The study, conducted by the DCRI’s Mitchell Krucoff, MD, along with researchers from China, was published in the January 15 issue of the journal Heart.
Kawasaki disease is a rare childhood condition in which the blood vessels become inflamed. The disease, which is poorly understood, is often accompanied by coronary artery abnormalities in 15 to 25 percent of untreated patients. Kawasaki disease is usually treated with a combination of aspirin and IVIG, a sterile solution of concentrated antibodies extracted from blood plasma of healthy donors. However, about 20 percent of patients have persistent or recurrent fever after IVIG, and these patients have a particularly high risk of developing coronary artery abnormalities.
Corticosteroids, artificial drugs that replicate the function of hormones produced naturally by the adrenal glands, have been shown to be useful in treating these kinds of coronary abnormalities in the general population. Corticosteroids’ effectiveness in the context of Kawasaki disease has been studied previously, yet researchers have been unable to reach any definitive conclusions. To better understand corticosteroids’ potential role in treating coronary abnormalities in Kawasaki patients, Krucoff and his colleagues conducted a meta-analysis of existing studies.
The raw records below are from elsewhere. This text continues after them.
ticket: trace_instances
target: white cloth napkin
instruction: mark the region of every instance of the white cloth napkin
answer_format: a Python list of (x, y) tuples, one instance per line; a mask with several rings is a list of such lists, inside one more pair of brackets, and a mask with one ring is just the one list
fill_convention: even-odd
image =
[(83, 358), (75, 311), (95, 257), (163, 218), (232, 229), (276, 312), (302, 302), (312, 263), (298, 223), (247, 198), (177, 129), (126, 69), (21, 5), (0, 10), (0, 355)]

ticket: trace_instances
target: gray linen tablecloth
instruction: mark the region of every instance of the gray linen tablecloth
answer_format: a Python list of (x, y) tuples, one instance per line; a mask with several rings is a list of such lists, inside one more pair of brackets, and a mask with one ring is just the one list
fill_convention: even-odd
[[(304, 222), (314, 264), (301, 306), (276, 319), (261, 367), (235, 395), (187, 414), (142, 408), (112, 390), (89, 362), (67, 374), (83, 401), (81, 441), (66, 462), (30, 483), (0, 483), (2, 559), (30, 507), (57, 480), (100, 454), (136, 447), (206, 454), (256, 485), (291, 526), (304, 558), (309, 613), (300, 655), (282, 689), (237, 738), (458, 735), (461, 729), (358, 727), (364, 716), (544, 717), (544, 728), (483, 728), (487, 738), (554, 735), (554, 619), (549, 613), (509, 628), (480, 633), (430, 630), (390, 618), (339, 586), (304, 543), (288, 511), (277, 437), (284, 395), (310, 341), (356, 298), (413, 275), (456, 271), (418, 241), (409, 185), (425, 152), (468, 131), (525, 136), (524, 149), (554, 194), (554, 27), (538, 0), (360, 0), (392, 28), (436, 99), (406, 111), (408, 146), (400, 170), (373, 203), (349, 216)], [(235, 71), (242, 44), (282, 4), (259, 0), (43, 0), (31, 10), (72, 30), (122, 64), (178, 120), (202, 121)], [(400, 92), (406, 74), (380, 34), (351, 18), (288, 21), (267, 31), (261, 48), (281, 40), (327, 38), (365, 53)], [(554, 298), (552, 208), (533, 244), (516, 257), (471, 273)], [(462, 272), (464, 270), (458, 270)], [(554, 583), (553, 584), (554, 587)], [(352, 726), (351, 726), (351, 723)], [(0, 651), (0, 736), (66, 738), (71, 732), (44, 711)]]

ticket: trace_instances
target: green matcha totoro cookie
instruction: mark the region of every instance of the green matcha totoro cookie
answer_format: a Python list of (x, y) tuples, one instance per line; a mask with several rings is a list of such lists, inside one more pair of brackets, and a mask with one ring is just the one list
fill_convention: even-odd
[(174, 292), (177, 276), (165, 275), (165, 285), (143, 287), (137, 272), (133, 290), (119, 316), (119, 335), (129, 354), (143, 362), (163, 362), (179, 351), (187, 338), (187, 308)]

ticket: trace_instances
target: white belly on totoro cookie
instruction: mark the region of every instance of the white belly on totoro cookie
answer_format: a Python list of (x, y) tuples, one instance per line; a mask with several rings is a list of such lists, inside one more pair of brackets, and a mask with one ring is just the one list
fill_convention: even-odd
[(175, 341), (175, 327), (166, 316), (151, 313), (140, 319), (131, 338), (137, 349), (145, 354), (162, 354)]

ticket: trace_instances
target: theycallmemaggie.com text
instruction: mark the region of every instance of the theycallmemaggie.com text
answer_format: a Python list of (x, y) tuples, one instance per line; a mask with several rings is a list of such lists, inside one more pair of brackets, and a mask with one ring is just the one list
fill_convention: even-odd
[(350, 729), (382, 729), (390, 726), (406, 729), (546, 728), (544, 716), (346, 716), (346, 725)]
The researchers conducted a search of all studies entered into the Medline, Cochrane Library, Clinical Trials, and Embase databases through March 31, 2012. The initial search returned 1,753 items. After excluding irrelevant and incomplete studies, just nine studies remained. A close analysis of these nine studies showed that IVIG-plus-corticosteroid therapy significantly reduced the risk of coronary abnormality. Similar results were observed in subgroup analyses of randomized controlled studies, studies focused on patients with a high risk of IVIG resistance, and studies with blinded-endpoint manner. There was no significant difference in the incidences of severe adverse events between the IVIG-plus-corticosteroid group and the IVIG group.
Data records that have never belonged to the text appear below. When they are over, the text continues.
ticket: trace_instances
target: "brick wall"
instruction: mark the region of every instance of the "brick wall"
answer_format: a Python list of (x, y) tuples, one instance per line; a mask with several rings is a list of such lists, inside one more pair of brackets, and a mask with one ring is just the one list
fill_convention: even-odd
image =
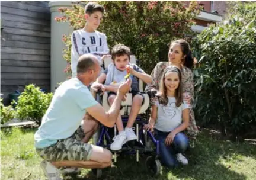
[(213, 11), (217, 11), (219, 15), (224, 16), (227, 11), (228, 5), (224, 1), (213, 1)]

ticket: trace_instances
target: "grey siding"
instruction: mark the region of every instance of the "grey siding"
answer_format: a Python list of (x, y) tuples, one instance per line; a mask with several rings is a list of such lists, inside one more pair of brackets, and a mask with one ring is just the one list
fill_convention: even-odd
[(1, 92), (34, 83), (50, 91), (50, 12), (47, 1), (1, 2)]

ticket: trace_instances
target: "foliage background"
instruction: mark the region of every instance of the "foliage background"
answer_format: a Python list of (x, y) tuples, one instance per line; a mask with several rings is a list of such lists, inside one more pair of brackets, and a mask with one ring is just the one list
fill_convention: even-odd
[(193, 41), (197, 120), (224, 134), (256, 137), (256, 4), (238, 4)]

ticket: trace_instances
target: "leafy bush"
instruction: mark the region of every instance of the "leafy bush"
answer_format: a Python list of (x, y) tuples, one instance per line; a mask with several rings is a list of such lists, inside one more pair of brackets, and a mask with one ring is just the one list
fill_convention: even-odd
[[(107, 35), (110, 47), (123, 43), (131, 48), (140, 60), (142, 68), (151, 73), (159, 61), (166, 61), (171, 41), (191, 34), (191, 26), (200, 7), (195, 1), (185, 7), (179, 1), (98, 1), (105, 9), (99, 31)], [(84, 7), (60, 8), (63, 17), (58, 22), (68, 21), (75, 30), (84, 28)], [(68, 62), (65, 72), (70, 73), (71, 36), (63, 35), (66, 46), (64, 59)]]
[(199, 59), (194, 70), (197, 119), (235, 136), (256, 130), (256, 5), (239, 5), (236, 12), (193, 44)]
[(0, 100), (0, 114), (1, 114), (1, 124), (4, 124), (5, 123), (12, 120), (15, 117), (15, 111), (12, 108), (11, 105), (4, 106), (2, 102), (2, 99)]
[(24, 91), (19, 97), (16, 107), (17, 117), (21, 120), (27, 120), (40, 125), (52, 97), (52, 93), (44, 93), (34, 85), (25, 86)]

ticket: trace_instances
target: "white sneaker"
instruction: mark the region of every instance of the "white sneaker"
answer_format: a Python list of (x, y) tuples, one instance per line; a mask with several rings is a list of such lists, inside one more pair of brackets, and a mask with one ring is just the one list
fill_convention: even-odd
[(118, 134), (114, 137), (114, 142), (110, 145), (110, 149), (112, 150), (120, 150), (123, 144), (126, 143), (126, 134), (122, 133)]
[(178, 153), (176, 155), (176, 156), (177, 158), (177, 160), (180, 163), (181, 163), (183, 165), (187, 165), (188, 164), (188, 160), (181, 153)]
[(133, 128), (132, 127), (132, 128), (126, 127), (124, 129), (124, 131), (126, 134), (126, 139), (127, 142), (132, 140), (137, 139), (137, 136), (136, 136), (133, 131)]
[(66, 176), (69, 174), (79, 174), (81, 171), (78, 168), (69, 168), (61, 170), (60, 172), (63, 176)]
[(62, 180), (59, 169), (50, 162), (44, 160), (41, 162), (40, 166), (48, 180)]

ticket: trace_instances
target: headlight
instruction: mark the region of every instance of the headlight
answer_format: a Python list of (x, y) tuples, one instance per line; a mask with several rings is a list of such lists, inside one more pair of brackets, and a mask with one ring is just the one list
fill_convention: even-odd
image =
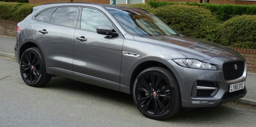
[(179, 65), (187, 68), (194, 68), (217, 70), (215, 66), (191, 59), (172, 59)]

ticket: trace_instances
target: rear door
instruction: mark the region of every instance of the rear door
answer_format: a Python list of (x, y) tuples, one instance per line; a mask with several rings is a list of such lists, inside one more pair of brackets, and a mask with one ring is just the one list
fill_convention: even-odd
[[(107, 24), (115, 29), (107, 17), (99, 10), (81, 8), (79, 27), (74, 37), (73, 68), (75, 80), (106, 88), (104, 83), (90, 82), (90, 79), (112, 84), (110, 88), (119, 90), (122, 50), (124, 38), (98, 34), (96, 28)], [(120, 34), (119, 34), (120, 35)], [(83, 41), (76, 37), (87, 39)], [(85, 78), (84, 81), (80, 78)], [(95, 84), (98, 83), (97, 84)]]
[[(41, 47), (48, 73), (62, 75), (68, 72), (62, 76), (74, 78), (74, 34), (79, 9), (70, 6), (50, 8), (35, 17), (38, 21), (35, 40)], [(44, 14), (46, 11), (45, 13), (50, 12), (50, 15)]]

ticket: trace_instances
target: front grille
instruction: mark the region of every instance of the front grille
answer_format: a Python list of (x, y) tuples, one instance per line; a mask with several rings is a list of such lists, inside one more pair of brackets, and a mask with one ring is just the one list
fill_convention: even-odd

Krucoff and his colleagues concluded that differences in study design, patient enrollment, drug administration, endpoint manner, and follow-up duration have previously prevented researchers from drawing definitive conclusions about the value of corticosteroids in Kawasaki patients. However, a closer examination of their findings demonstrates a clear benefit. Additional large-scale, randomized clinical trials should be conducted to better define the extent of that benefit, the researchers said.